FTC Settlement with Photo Storage App Provides Cautionary Tale About the Importance of Complying with Your Own Privacy Policy
It is privacy policy 101 to say what you do and do what you say. Valuable lessons can be learned about this best practice from the proposed settlement announced between the Federal Trade Commission (FTC) and California-based photo app developer Everalbum, Inc. regarding its Ever app, a photo storage and organization application.
According to the 2017 FTC complaint, Everalbum launched a "Friends" feature in the Ever app that used facial recognition technology and allowed users to "tag" people by name. The feature was enabled by default at the time of launch, and there was no opt-out option for users.
In May 2018, Everalbum started presenting Ever app users in Texas, Illinois, Washington, and the European Union with the option to disable the facial recognition feature. The feature was auto disabled only for residents of those jurisdictions. In May 2019, Everalbum updated the Ever app with the same option and default opt-out setting for all users.
The problem, according to the FTC complaint, was that the Everalbum Help section of its website stated: "When face recognition is turned on, you are letting us know that it's ok for us to use the face embeddings of the people in your photos and videos, including you, and that you have the approval of everyone featured in your photos and videos" (emphasis added by the FTC).
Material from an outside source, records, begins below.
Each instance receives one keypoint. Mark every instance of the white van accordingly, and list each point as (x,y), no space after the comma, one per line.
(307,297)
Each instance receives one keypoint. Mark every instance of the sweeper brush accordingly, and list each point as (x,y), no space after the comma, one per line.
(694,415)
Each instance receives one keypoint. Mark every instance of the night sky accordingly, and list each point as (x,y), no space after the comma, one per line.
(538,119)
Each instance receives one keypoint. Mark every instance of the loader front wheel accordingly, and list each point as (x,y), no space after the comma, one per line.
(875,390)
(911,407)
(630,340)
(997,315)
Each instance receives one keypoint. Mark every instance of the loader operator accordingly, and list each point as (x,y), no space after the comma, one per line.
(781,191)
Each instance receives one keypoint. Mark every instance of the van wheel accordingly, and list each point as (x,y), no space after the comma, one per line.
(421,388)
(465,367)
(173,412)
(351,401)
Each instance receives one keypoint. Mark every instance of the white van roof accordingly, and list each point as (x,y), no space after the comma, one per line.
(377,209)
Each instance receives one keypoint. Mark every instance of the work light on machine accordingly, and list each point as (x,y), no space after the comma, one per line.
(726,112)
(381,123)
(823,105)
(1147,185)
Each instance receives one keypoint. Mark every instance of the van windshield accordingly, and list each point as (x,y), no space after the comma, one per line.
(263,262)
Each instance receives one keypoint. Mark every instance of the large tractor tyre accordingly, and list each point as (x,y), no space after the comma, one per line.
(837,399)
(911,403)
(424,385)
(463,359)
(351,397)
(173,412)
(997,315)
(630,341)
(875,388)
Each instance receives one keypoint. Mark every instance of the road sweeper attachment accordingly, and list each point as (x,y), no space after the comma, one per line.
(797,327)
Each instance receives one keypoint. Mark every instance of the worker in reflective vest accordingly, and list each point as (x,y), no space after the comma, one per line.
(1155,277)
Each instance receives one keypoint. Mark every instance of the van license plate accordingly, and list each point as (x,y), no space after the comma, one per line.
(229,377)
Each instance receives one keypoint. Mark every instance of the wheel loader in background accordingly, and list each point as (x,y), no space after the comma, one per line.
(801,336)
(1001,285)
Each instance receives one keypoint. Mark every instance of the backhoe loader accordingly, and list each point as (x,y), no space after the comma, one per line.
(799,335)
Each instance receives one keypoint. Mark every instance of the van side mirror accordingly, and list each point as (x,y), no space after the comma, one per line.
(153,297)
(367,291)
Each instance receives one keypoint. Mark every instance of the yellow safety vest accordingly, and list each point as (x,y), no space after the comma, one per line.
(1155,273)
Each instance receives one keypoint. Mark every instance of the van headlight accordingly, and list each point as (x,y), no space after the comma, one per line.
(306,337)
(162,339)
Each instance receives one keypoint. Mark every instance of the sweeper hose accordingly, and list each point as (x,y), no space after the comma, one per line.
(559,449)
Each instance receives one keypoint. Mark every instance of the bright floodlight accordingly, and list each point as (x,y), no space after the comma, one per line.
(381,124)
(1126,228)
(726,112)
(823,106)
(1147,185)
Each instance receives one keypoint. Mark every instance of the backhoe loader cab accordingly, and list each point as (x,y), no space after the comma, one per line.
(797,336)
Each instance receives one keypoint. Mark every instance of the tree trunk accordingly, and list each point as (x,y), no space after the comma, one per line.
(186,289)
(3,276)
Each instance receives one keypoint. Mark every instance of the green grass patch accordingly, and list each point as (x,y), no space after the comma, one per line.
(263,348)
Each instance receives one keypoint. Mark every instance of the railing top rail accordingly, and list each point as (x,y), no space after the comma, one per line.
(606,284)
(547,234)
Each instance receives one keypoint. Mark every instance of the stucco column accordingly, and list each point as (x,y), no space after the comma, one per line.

The FTC alleged this disclosure was false or misleading because users who were located outside of Texas, Illinois, Washington, and the E.U. did not have the option to turn off the feature for more than a year after the Help article was published.
The FTC also took issue with Everalbum's privacy policy, which represented to users who deleted their accounts or requested that their information no longer be used that "we will try to delete your information as soon as possible upon request." The FTC alleged that Everalbum did not delete the information and instead retained photos and videos indefinitely. The FTC acknowledged that the service began deleting photos and videos of deactivated accounts in October 2019.
In a press release, the FTC stated that "[a]s part of the proposed settlement, Everalbum, Inc. must obtain consumers' express consent before using facial recognition technology on their photos and videos. The proposed order also requires the company to delete models and algorithms it developed by using the photos and videos uploaded by its users."